Do non-Mormons, others face bias in Davis County schools?
The Davis School District discriminates against minorities, people with disabilities and non-Mormons when it comes to employment, resulting in poorer quality education for kids, a district board member alleges in a complaint he says he filed with the U.S. Department of Education's Office for Civil Rights.
In the complaint, board member David Lovato alleges that minorities and people with disabilities are underrepresented in the district's workforce; that the only out-of-state college the district recruits from is BYU-Idaho, a school owned by The Church of Jesus Christ of Latter-day Saints; and that the district does not provide equal opportunities for promotion to disabled, minority, non-LDS or female employees.
He also alleges, among other things, that nepotism is a problem in hiring, and that minorities, people with disabilities and non-members of the LDS Church are excluded from participation on district-wide committees and an awards program.
"The Davis School District has an embedded business culture that promotes racism, prejudice and discrimination," Lovato wrote. "These practices harm adults, all children and youth and have a profound negative effect on school achievement, self-sufficiency and social-emotional growth."
Chris Williams, a spokesman for the Davis district, said Wednesday the district welcomes an investigation into the matter, but it would be inappropriate to say much else as the district had not yet formally received the complaint.
"There is no litmus test that we have that you have to be a specific race, religion, color, gender or able-bodied individual to work here," Williams said in an email. "We're looking for the best teachers, administrators and support personnel out there, period."

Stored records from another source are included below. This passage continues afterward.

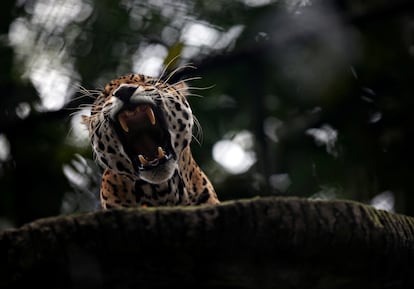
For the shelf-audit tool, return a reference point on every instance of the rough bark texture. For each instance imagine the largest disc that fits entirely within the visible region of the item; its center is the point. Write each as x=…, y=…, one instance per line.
x=258, y=243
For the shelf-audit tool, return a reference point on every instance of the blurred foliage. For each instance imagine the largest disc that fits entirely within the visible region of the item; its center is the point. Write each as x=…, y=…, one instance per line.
x=319, y=94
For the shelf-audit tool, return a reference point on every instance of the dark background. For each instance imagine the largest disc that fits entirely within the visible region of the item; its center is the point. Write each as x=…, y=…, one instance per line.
x=304, y=98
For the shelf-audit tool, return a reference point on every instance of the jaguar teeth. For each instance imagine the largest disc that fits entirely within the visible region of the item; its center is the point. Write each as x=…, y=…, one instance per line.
x=123, y=123
x=150, y=114
x=160, y=153
x=142, y=160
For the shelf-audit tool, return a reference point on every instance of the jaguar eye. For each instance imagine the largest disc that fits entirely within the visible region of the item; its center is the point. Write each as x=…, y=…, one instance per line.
x=125, y=92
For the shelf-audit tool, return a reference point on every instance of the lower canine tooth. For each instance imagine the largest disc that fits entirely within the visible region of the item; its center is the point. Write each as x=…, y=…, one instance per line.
x=150, y=114
x=142, y=160
x=123, y=123
x=160, y=153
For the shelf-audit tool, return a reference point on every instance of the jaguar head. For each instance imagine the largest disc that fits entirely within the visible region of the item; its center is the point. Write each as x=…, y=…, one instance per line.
x=139, y=126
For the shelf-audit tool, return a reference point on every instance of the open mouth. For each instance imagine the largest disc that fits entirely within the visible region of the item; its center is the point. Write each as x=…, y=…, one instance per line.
x=143, y=133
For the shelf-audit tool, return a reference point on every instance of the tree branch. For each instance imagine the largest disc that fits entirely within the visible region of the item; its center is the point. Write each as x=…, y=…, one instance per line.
x=259, y=243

Board Vice President Burke Larsen said Wednesday afternoon he also had not yet officially received the complaint and didn't know the nature of Lovato's allegations. But he did say it's important to him and the board to provide quality educational opportunities to all students.
"The school board and me personally have compassionate feelings toward minority students in our district whose advantages are really not the same as in many homes where they have opportunities for vocabulary and participation in arts and sports, and we're doing as much as we can about that," Larsen said.
Attempts to reach board President Tamara Lowe for further comment on Wednesday were unsuccessful.
Attempts to reach the Office for Civil Rights on Wednesday were also unsuccessful, but Lovato said the office called him Wednesday to confirm its receipt of the complaint.
Lovato, who is Latino and is in his fourth year on the board, said he regrets having to file a formal complaint but felt it was his only option.
"All those areas, I've tried to address with them before and they just keep ignoring me and not addressing the issues and nothing ever gets resolved," Lovato said. "Apparently, I can't hold them accountable but maybe if there's an outright investigation, they will be accountable to the Office of Civil Rights."
Also, he said he has nothing against Mormons but feels people of all faiths should be treated fairly.
"I'm not attacking the LDS religion, that's not my intent," said Lovato, who is not an LDS Church member. "It's just the favoritism they're showing to LDS employees is just blatant and not fair because you should acknowledge all religions equally."
In the complaint, Lovato asks the office to take a number of actions to correct the situation, including requiring the district to implement an affirmative action plan; develop plans and policies to recruit, promote and recognize more disabled, minority, female and non-LDS employees; investigate the recent resignation of the district's only black principal; and develop a plan to address the gaps between high school graduation rates of various student groups.